Produced by the graphics facilitator out of my presentation
Rapid urbanisation is, however, not the only change facing urban planners. Technology is sprinting away at an amazing pace. Twenty years ago, no city planner considered the benefits of a smart grid, the internet was virtually non-existent and commercially available electric cars were the stuff of science fiction.

African Ideas banners at the event
African Ideas collaborated with SAP Africa to hosting an African Urban Matters event in Cape Town. We invited several local and international speakers to shares their insights and experiences.

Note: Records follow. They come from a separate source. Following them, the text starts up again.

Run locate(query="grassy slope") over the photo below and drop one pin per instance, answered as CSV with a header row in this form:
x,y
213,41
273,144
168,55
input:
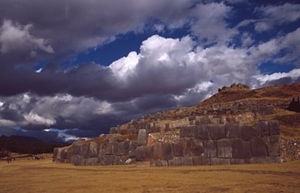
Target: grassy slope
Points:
x,y
289,121
45,176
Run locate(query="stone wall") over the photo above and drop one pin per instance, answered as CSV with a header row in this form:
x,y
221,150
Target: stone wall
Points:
x,y
294,105
200,144
214,144
107,150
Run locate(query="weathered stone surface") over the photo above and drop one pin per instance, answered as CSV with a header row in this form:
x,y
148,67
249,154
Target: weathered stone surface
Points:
x,y
201,132
274,145
84,149
233,131
178,148
224,148
240,149
93,149
216,131
210,148
112,147
64,153
247,132
194,147
123,148
142,137
274,127
158,151
258,147
261,129
132,148
187,131
200,160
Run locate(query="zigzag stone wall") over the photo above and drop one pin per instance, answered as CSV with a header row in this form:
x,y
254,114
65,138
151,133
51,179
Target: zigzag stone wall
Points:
x,y
214,144
107,150
201,144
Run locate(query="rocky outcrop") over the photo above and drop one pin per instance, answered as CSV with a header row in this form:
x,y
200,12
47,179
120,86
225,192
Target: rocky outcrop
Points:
x,y
233,131
212,144
294,105
198,144
106,150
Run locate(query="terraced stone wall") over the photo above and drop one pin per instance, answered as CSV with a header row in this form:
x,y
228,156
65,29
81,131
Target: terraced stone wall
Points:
x,y
109,150
213,144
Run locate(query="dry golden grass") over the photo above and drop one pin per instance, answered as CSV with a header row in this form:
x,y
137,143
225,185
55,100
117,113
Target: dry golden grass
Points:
x,y
45,176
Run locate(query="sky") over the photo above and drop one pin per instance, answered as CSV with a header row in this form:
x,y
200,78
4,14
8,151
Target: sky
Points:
x,y
71,69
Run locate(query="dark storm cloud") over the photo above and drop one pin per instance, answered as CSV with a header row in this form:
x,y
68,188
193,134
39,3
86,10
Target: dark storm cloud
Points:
x,y
167,73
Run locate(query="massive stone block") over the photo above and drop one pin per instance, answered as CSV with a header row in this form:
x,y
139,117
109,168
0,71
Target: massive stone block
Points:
x,y
132,148
123,148
233,131
167,151
274,145
93,149
142,137
201,132
224,148
216,131
178,148
274,127
187,131
259,147
112,147
241,149
158,153
261,129
247,132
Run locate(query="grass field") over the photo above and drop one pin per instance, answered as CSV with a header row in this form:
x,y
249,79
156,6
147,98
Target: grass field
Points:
x,y
45,176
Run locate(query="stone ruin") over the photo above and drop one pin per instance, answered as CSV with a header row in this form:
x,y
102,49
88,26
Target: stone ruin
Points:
x,y
295,105
180,142
224,133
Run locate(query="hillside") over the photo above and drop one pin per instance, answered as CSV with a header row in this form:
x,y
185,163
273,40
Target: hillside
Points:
x,y
26,145
237,125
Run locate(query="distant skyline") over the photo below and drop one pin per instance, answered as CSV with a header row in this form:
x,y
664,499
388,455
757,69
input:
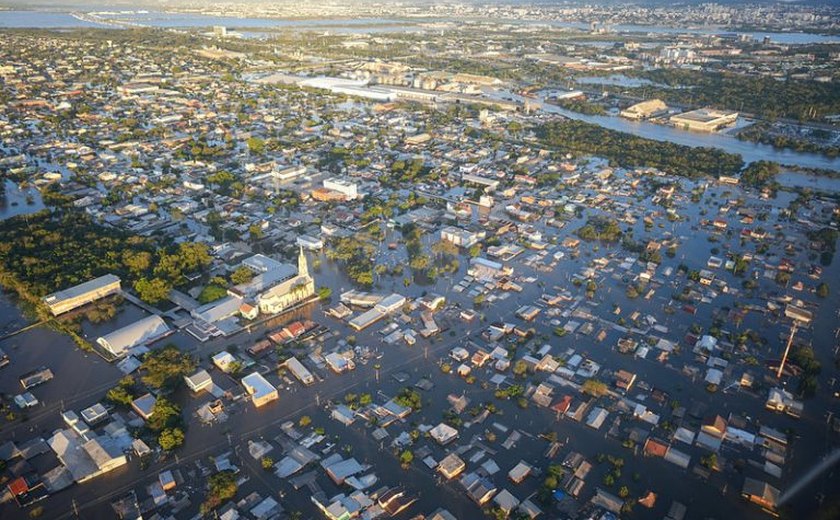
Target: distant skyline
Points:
x,y
87,4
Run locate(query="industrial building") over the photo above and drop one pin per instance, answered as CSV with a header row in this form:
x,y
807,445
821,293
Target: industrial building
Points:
x,y
461,237
82,294
704,119
138,333
645,110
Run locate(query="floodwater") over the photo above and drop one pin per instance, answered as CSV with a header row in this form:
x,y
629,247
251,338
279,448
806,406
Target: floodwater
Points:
x,y
89,376
813,182
15,201
749,151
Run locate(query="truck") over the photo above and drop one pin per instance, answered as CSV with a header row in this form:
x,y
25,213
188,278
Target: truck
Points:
x,y
36,377
299,371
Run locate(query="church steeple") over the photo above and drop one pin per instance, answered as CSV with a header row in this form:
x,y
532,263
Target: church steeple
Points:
x,y
303,266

The aim of this event was to stimulate discussion on the challenges and opportunities facing African municipalities and get collaborating around topics of innovation, technology, governance and long-term planning. City planners in Africa are looking to what cities across the world have done, and they do not want to repeat the same mistakes. They want to learn from past experiences and consider ways to leapfrog their cities into the future.
Greeting the Mayor
 The event was opened by the Mayor of Cape Town, Alderman Patricia de Lille. I delivered the keynote address - setting out the context, challenges and opportunities facing Africa. I highlighted the use of technology to achieve
  • Efficient and Effective Administration
  • Improved Governance and Customer Service
  • Social and Economic Development
These are core issues that have to be addressed. I also made the point that as we move into the future, Cities (and governments in general) need to start to also focus on the the following 3 things
Delivering the keynote
  • Interconnected Systems and the “internet of things
  • Connected Citizens (who are becoming increasingly more empowered and have powerful systems of their own), and
  • Big Data Analytics. The ability to make meaning from the mass of data that is being generated from multiple sources and to be able to sense, predict and respond to issues.
Co-management - where government and citizens work much closer together to manage limited and often overburdened infrastructure and services is something that will have to considered more and more in the future - an active citizenry with an active, responsive government. Technology has a key role to play in this. 

Lazola - looking cool & admiring his handiwork
Glyn Evans, Former Director, Birmingham Transformation Programme, Birmingham City Council, spoke about their city transformation journey (which interestingly was very similar to Cape Town's). Andre Stelzner, CIO, City of Cape Town spoke about how technology was helping the City in delivering citizen value. Jak Koseff , City of Johannesburg, spoke about the social responsibility of cities and Sean O'Brien, VP (Global) Urban Matters & Public Security, SAP spoke about the global urban matters programme and how Africa was key to that. We also heard from cities in Zimbabwe (Bulawayo) and Kenya.